Last week I attended the AWS Summit in London, at the Excel centre in Docklands. It was amazing to see so many people attending in person.
Myself and Michael (our CEO) presented a Partner Spotlight talk, “FinOps: How to empower software engineers to take action”. We picked this topic because getting engineers to take action was the #1 issue identified in the FinOps Foundation survey for the past 2 years, and it’s something we have helped many clients with. We spoke about 3 main themes:
1 - Separate signal from noise
Engineers are busy. Their main focus is delivering features to drive the business forward. In some cases they may have a few hours allocated to optimizing cost, but in most any work will be in their “spare time”
Don’t spam them. Do your homework. Provide them with everything they need to make a decision, don’t ask them to do all the work. In fact try to minimise the amount of work you ask them to do.
An analogy is with recruitment consultants. Sometimes they spam you with loads of CVs that match a few key words. You have to do a load of work to filter them down to 1 or 2 that are a reasonable fit. You don’t tend to use that consultant for long. Whereas if they understand what you’re looking for, ask sensible questions, and provide you with a smaller number of CVs with a high hit rate then you’ll keep on using them.
The equivalent of the first type is to send engineers a list of 1000 EC2 instances that your tool says can be rightsized. That very rarely achieves anything, and the amount of “are they stupid, this obviously won’t work” items in there mean that everything else you say in the future will be pretty much ignored.
Instead do some homework: We found this large prod ASG, all the instances are r5.24xlarge but CPU & memory haven’t gone above the level that a 4xlarge could handle on any of them. Resizing to that would save 40k PA per instance and on average there are 100 instances - that’s 4m. I also see a similar ASG in stage, so maybe we could try the resize there first?
2 - Make it as easy as possible to take action
The first part of this builds on the previous point.
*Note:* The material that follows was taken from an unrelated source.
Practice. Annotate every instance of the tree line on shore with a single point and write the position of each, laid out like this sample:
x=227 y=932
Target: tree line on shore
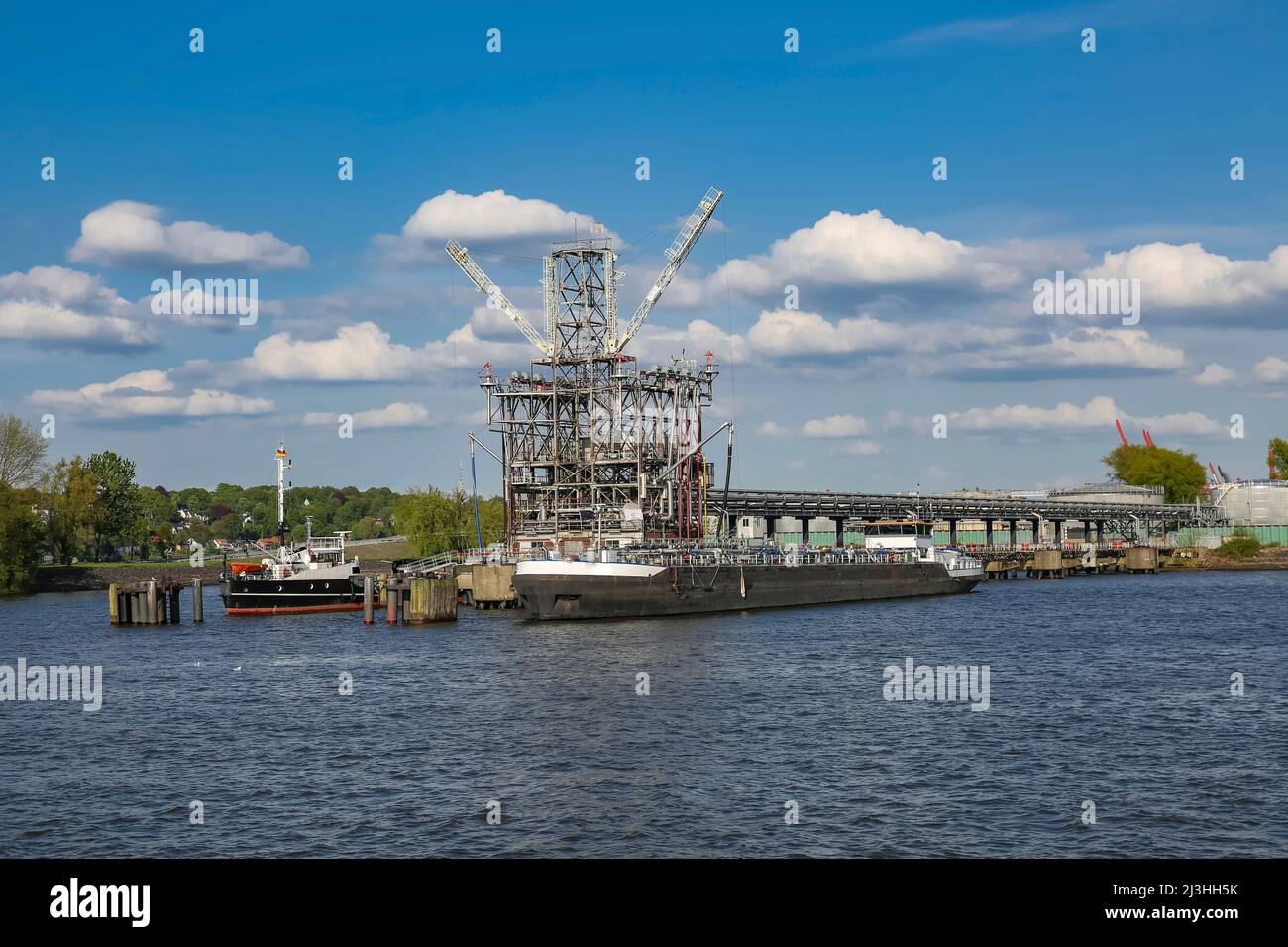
x=77 y=510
Make it as easy as possible for the engineer to make a decision on a specific optimization that makes sense in the context of their application. Do as much analysis as you can up-front and present the engineer with all the information they need.
The next step is to understand what execution of the optimization would involve. This will impact the amount of work needed, when it can be done, and who needs to be involved. All of that may even affect whether the optimization is worth doing, it might cost more to do that it will save in a year. It will also help you understand the most likely blockers to progress. In our experience even after an optimization is agreed as valid in theory, many are never implemented. If you can anticipate the possible causes for this you can look for ways to mitigate them.
The kind of questions to be asking yourself are: How exactly is this type of change made? Is the resource deployed using IaC? Are there a lot of manual steps, or is it/can it be automated? Will there need to be system downtime? Are there change windows that need to be considered? Does the engineer make these changes, or some other team? Whose approval/buy-in will be needed? Are there dev/test environments that should be changed first? Does it need to be (or could it be) coordinated with some other changes (optimizations or other)?
3 - Provide feedback loops + Show clear responsiveness and improvement
You won’t always get it spot on. There will be some context you don’t have. That’s OK provided you did what homework you can, and that you learn from the feedback.
Back to our recruitment consultant analogy: You get some CVs through but several are missing the mark because there’s some specific experience that’s a must-have for the role. You explain this to the consultant. If next time there are CVs with the same problem you’ll be frustrated. Did the consultant not listen? Why are they wasting your time like this?
It’s basic customer service - listen to feedback and act on it.
In Summary - Context & Empathy
The common themes across all those areas are context and empathy. Understand the engineer’s world. Put yourself in their shoes. View them as a customer. Your job is to make it as easy as possible for them to optimize their Cloud resource usage.